His stomach clenching, Jules forced a smile. “I’ll go to my room. You were right, Li: I still feel very tired.”

Liam had a strange expression on his lovely face. For a moment, he didn’t say anything, looking a mix of stunned and thoughtful, before nodding distractedly. “Sure. Go get some rest.”

When Jules got to his feet, Westcliff did the same. “Are you all right?” he said, his voice brimming with tension once again. “I told you it was dangerous.”

Jules couldn’t look at him. Not now, when he felt so fragile and bruised.

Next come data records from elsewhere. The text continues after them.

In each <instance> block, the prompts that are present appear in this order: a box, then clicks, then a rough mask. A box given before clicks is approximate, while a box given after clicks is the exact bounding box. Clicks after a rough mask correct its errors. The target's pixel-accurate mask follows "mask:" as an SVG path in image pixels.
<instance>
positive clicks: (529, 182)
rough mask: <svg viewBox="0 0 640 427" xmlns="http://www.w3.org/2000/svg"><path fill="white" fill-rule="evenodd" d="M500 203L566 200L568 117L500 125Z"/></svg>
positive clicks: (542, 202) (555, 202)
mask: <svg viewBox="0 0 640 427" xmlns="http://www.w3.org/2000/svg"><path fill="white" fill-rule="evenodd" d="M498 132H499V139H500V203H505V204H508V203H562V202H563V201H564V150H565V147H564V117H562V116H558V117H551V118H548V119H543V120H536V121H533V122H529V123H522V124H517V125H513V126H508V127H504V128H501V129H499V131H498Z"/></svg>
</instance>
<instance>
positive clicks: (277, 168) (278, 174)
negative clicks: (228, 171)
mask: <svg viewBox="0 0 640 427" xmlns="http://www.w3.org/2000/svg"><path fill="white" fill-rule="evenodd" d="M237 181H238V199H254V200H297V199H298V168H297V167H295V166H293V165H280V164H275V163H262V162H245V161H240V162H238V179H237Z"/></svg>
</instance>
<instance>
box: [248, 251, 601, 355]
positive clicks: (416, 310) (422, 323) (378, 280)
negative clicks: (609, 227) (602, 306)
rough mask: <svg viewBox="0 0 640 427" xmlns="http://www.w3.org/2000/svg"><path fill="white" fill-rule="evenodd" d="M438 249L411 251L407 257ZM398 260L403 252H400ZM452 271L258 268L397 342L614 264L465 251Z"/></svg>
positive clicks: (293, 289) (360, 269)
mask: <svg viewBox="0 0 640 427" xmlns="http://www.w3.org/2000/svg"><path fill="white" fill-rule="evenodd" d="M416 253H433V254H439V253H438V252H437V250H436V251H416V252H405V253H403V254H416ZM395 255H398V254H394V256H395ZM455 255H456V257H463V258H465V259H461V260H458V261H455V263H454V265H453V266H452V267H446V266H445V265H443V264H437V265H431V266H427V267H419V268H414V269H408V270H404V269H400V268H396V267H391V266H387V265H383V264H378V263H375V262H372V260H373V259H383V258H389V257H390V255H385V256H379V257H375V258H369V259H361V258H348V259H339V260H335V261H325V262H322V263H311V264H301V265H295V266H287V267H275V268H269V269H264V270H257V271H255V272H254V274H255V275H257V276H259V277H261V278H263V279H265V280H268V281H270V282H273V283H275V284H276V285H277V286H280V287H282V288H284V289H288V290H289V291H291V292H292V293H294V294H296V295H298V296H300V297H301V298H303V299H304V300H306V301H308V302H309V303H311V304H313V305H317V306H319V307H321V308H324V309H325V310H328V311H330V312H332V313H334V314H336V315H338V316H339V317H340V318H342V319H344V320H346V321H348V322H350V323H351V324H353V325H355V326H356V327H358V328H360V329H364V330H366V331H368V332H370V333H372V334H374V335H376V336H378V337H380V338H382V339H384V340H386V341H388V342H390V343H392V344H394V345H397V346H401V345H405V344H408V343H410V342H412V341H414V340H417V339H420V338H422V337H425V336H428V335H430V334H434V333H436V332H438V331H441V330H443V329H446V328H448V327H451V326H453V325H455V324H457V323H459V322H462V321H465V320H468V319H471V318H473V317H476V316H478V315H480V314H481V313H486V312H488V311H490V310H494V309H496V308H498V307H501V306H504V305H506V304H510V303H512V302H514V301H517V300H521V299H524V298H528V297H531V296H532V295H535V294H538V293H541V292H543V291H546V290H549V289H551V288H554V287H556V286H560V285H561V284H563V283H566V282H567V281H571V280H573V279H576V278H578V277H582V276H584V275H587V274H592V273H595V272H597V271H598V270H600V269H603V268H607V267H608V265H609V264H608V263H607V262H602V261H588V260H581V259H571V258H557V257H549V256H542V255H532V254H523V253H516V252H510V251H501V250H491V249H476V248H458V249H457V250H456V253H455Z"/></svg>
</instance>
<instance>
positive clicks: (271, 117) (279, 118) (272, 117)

“Yes, you did,” he said. “Good night.”

In his peripheral vision, Westcliff made an aborted move, as if he was about to grab his arm but thought better of it. “Good night,” he said.

And Jules walked away, his heart breaking a little bit more with every step as he left the man he was in love with alone with his beautiful brother.

I think he’s going to propose tonight, Liam’s voice sounded in his ears, over and over and over. I think he’s going to propose tonight. I think he’s going to propose tonight.

By the time Jules got to his bedroom, his vision was so blurry he could barely see.

Chapter 17

Liam Blake was used to people thinking he was just a dumb, decorative thing incapable of anything beyond batting his eyelashes and looking pretty. It was an assumption he didn’t mind—he even used it to his advantage sometimes—but privately, he considered himself a rather observant person.